Reporter: Rika Theo, Bloomberg |
BEIJING. China menyatakan Amerika Serikat (AS) mengirimkan sinyal salah serius kepada negara-negara yang berseteru di Laut China Selatan. AS mengritik China atas upayanya menguasai pulau Spratly dan Paracel yang kaya minyak.
Ketegangan makin menjadi-jadi di Laut China Selatan. Kementeran Luar Negeri AS mengatakan China mendirikan kota dan garnisun militer di pulau Paracel demi memblok secara fisik akses ke pulau di pinggir pantai Filipina itu.
Selain China, Vietnam, Malaysia, Taiwan, dan Brunei saling memperebutkan hak atas kedua pulau di tengah laut tersebut.
“Upaya China belakangan ini menolak langkah diplomasi bersama untuk memecahkan perbedaan dan berisiko menambah eskalasi ketegangan,” kata jurubicara Kementerian Luar Negeri AS Patrick Ventrell pada Jumat (3/8).
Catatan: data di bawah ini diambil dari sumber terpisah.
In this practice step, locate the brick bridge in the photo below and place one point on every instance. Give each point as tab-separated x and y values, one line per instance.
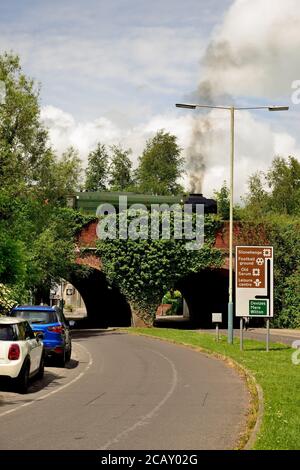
204	292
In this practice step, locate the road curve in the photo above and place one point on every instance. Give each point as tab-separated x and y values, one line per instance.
131	393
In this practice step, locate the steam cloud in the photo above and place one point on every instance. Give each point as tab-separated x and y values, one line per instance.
252	53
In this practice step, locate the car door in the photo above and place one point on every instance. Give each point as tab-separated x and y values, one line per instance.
35	347
66	327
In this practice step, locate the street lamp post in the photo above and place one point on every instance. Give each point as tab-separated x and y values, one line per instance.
232	110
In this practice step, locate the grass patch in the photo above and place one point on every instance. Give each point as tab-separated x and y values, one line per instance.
274	371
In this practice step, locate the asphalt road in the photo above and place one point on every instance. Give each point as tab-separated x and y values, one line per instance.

Selang sehari kemudian, jurubicara Kementerian Luar Negeri China Qin Gang membalas, “Kritikan Ventrell benar-benar mengabaikan fakta, mengacaukan yang benar dan yang salah, mengirimkan sinyal salah serius yang tak kondusif terhadap langkah menjaga perdamaian dan stabilitas kawasan.”
Kegarangan China vs kepentingan AS
Kegarangan China di Laut China Selatan bersamaan dengan persiapan negara itu menuju pergantian politik dan militer. Partai Komunis akan rapat untuk memilih anggota badan militer dan Politbiro. Pada Oktober atau November, kongres partai akan memilih presiden baru menggantikan Hu Jintao yang sudah satu dekade memimpin China.
“Tak seorang pun ingin terlihat lemah,” kata Dean Cheng, peneliti politik dan pertahanan China di Heritage Foundation in Washington.
Di sisi lain, Cheng melihat kepentingan AS dalam konflik Laut China Selatan adalah kebebasan navigasi di kawasan Asia. Jalur Laut China Selatan terutama penting bagi sekutu AS, yaitu Jepang dan Korea Selatan.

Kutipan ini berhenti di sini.